3) Sanık müdafiinin, “2006 ve 2007 takvim yıllarında sahte fatura düzenlemek” suçlarından kurulan hükümlere yönelik temyiz itirazlarına gelince;

Yapılan duruşmaya, toplanıp karar yerinde gösterilen delillere, mahkemenin soruşturma neticelerine uygun şekilde oluşan inanç ve takdirine, incelenen dosya içeriğine göre sanık müdafiinin yerinde görülmeyen sair temyiz itirazlarının reddine, ancak;

5237 sayılı TCK'nun 61. maddesi uyarınca hakim somut olayda; suçun işleniş biçimini, suçun işlenmesinde kullanılan araçları, suçun işlendiği zaman ve yeri, suçun konusunun önem ve değerini, meydana gelen zarar veya tehlikenin ağırlığını, failin kast veya taksire dayalı kusurunun ağırlığını ve failin güttüğü amaç ve saiki göz önünde bulundurarak, işlenen suçun kanunî tanımında öngörülen cezanın alt ve üst sınırı arasında temel cezayı belirler. 5237 sayılı TCK'nun “Adalet ve kanun önünde eşitlik ilkesi” başlıklı 3/1. maddesi uyarınca suç işleyen kişi hakkında işlenen fiilin ağırlığıyla orantılı ceza ve güvenlik tedbirine hükmolunur.

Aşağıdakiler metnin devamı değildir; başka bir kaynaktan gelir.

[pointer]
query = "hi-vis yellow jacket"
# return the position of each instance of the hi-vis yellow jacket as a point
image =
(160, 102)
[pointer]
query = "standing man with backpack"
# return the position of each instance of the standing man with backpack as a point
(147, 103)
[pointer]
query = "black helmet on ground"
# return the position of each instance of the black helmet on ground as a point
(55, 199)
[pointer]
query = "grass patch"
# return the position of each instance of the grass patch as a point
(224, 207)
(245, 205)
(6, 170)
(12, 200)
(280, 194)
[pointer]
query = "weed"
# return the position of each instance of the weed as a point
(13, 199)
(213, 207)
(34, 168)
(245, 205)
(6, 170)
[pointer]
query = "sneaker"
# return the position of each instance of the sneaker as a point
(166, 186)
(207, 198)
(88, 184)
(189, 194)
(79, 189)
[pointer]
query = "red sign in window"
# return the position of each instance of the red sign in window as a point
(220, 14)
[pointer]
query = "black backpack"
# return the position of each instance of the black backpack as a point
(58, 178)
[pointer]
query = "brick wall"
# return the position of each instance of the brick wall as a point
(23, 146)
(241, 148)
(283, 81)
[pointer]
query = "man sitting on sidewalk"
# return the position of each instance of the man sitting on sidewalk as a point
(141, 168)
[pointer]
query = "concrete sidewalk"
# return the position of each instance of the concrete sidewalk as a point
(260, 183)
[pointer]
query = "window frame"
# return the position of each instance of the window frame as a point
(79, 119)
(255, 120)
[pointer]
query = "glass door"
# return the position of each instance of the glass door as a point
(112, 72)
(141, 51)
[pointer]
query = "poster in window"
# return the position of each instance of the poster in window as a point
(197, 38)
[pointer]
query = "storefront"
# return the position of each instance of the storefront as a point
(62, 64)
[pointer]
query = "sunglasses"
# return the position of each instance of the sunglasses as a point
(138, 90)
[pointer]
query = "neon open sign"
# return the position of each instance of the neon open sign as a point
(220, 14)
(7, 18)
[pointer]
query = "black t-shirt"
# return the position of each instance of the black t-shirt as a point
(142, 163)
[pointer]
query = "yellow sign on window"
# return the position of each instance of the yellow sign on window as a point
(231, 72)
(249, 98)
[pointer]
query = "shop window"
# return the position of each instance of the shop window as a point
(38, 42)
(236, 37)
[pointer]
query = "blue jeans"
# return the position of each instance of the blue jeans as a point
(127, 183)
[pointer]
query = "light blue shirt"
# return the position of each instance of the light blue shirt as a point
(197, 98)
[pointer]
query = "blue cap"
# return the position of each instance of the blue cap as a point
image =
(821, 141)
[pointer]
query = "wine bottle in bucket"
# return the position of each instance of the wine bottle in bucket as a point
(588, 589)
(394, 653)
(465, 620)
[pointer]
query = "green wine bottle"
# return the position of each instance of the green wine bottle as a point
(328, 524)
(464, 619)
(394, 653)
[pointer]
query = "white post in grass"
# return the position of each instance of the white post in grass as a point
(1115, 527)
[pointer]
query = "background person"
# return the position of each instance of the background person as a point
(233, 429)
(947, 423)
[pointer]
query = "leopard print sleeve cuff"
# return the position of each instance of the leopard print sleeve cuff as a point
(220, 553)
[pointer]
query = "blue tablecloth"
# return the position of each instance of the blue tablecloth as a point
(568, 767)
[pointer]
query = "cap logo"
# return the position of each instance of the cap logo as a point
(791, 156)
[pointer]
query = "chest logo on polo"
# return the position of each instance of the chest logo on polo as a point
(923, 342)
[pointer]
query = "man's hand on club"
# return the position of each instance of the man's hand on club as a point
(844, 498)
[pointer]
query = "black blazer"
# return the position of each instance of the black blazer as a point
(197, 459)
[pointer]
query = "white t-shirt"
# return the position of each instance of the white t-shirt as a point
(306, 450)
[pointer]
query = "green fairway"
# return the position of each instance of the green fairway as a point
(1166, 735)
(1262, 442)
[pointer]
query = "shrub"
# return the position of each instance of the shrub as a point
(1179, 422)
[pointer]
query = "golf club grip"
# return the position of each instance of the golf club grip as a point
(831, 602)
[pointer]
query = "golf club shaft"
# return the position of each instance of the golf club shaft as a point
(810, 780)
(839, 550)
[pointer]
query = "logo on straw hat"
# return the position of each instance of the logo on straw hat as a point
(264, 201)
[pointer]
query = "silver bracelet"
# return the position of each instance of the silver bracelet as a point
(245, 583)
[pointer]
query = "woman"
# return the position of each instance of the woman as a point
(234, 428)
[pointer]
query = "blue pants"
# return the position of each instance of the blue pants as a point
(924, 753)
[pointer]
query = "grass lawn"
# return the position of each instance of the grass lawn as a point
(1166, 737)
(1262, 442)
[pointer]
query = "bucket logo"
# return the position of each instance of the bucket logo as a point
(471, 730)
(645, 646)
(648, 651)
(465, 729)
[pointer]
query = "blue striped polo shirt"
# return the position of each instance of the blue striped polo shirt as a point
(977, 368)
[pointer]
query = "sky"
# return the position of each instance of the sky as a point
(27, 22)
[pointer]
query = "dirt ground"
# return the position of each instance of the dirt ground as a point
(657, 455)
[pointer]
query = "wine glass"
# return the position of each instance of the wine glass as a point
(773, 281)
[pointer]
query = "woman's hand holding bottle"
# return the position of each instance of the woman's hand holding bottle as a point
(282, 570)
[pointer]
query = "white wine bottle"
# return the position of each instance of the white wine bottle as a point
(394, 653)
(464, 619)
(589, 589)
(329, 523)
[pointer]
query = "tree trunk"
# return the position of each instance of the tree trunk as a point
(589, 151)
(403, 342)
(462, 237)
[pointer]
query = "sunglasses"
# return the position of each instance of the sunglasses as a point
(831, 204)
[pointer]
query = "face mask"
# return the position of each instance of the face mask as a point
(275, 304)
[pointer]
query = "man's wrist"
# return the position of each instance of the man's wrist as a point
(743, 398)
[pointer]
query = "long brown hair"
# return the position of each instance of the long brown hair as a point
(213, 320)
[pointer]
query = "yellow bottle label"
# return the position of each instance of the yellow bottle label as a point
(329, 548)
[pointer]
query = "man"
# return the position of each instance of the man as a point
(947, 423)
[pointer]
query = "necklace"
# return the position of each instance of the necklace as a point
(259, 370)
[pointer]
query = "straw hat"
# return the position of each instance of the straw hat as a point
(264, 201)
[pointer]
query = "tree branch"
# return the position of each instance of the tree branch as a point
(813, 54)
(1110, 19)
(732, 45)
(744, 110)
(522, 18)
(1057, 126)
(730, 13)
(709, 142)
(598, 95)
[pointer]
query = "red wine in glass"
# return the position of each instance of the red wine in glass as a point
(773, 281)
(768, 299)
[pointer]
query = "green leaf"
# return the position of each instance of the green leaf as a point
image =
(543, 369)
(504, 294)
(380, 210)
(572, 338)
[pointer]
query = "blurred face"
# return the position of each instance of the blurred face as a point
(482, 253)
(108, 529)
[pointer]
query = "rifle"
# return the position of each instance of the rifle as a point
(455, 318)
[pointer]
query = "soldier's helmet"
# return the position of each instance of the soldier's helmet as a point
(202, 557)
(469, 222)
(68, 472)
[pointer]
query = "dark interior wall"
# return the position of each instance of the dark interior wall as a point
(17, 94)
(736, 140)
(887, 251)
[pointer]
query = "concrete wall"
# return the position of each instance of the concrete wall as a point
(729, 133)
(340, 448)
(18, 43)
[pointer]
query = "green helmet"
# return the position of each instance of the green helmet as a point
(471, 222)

Bu itibarla; kanunda öngörülen alt ve üst sınır arasında temel cezayı belirlemek hâkimin takdir ve değerlendirme yetkisi içindedir. Ancak, Anayasanın 141, 5271 sayılı CMK'nun 34, 230 ve 289. maddeleri uyarınca hükümde bu takdirin denetime olanak sağlayacak biçimde, hak ve nesafet kurallarına uygun, dosya içeriği ile uyumlu yasal ve yeterli gerekçesinin gösterilmesi zorunludur. Yasa metinlerindeki ifadelerin kararda tekrar edilmesi ile bu metinlerdeki genel nitelikli ölçütler somut olaya ve failine özgülenmediği müddetçe yeterli bir gerekçe olmadığı , sanığa yüklenen suçlarla ilgili olarak suç tarihlerinde yürürlükte olan 213 sayılı Vergi Usul Kanununun 359/b-1 maddesinde 18 aydan 3 yıla kadar hapis cezası öngörüldüğü cihetle yasal ve yeterli olmayan gerekçe ile alt sınırdan uzaklaşılarak sanık hakkında en üst sınırdan ceza tayini,

Yasaya aykırı, sanık müdafiinin temyiz itirazları bu itibarla yerinde görülmüş olduğundan hükümlerin bu sebepten 5320 sayılı Yasanın 8/1. maddesi gereğince uygulanması gereken 1412 sayılı CMUK'nun 321. maddesi uyarınca BOZULMASINA, 21.01.2015 gününde oybirliğiyle karar verildi.